Tuesday, May 24, 2011

What to do about "shy" children.

Some children can be by their temperament more timid than others.  When in different situations it helps to assist them in negotiating it and stretching their comfort zone.  Two stories come to mind.  First is a little girl who every time a new person would come near, she would hide behind her mom's legs.  The mom was embarrassed and said, "This is Becky and she is shy."  This label gives a child justification for the difficult feelings they are having and it validates them if their is a word for it.  What would be a good way to handle it is to say,"This is Beck my daughter.  Becky, this is Mrs. Hanson who is a good friend of mine."  Don't pick up the child but do squat down to be on the child's level.  Make the contact short and positive.  If possible you can even follow that up with having the child hand something to the person or walk with you both as you go somewhere or look at something.  The idea is to demonstrate, a. this is an ok person.  b. it is fine to be hesitant with people you don't know but that you can warm up more quickly with someone who is the parent's friend.

Another story is James.  He was four years old and came to preschool with his father and cried every day for a week.  He attached to me after I finally got his dad to leave but all he wanted to do was to sit and cry.  No tears, but a heck of a racket.  He held on to me tightly.  After seeing for two days that my presence was reassuring but also a limiting factor in his ability to get engaged I started spending the first 3 minutes with him and then let him know that he had a choice.  He coulds sit and cry or he could come with me as I went to play with children in other areas.  He seemed stunned that I would leave him, but it only took about 2 minutes for him to come where I was.  He then wanted to cling and cry where I was and I told him that if he wanted to cry he would need top go back where he was because there was no crying by the toys.  Another thing I know is that children play and engage the world at a higher developmental level when they are taking on a role.  This can be pretending to be a mom or dad of in some chases, Batman or Bob the Builder.  That was just enough for him to go into any new situation and he could interact freely.  The same child that could not walk up to someone as James would walk into situations and announce he was batman or Bob the Builder and have conversations with other children.

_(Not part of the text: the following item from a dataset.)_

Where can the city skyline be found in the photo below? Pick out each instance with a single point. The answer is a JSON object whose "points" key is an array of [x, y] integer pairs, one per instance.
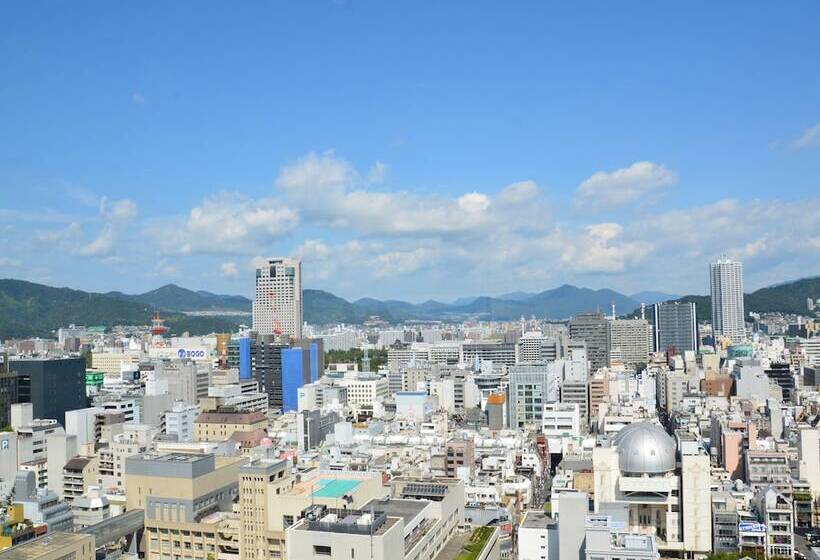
{"points": [[392, 175]]}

The main thing is to keep in mind that children are learning to trust themselves, others, environments, etc. and that usually it is a constant progression. 

Is children's "shyness" a result of parents being overprotective?  Yes and no.  It can be heightened.  Children take their cues from parents on how to act.  If the child falls down and skins his knee does the parent rush to his side and try to sooth the hurt and calm the child?  or the does the parent look at the knee, say, "ouch, I bet that hurts, lets go get it cleaned up." and calmly clean it up?  One will heighten the child's dependence on the parent to take care of things and the other is reassuring while letting the child manage himself.


  1. I love that you are always spot on. And say it like I THINK it but don't know how to verbalize it. Is that what comes from years of teaching the subject? ;)

  2. Such a good reminder. I love watching each of my kids react to different situations. Now if I was just better at reacting to their reactions...

  3. Great Information!! Brielle is shy so im trying to work her out of this, She is fine with people she knows but is terrified of settings with lots of people or kids.. (nursery, any activity with lots of kids or people). Its hard sometimes but she is getting better. =) thanks for sharing!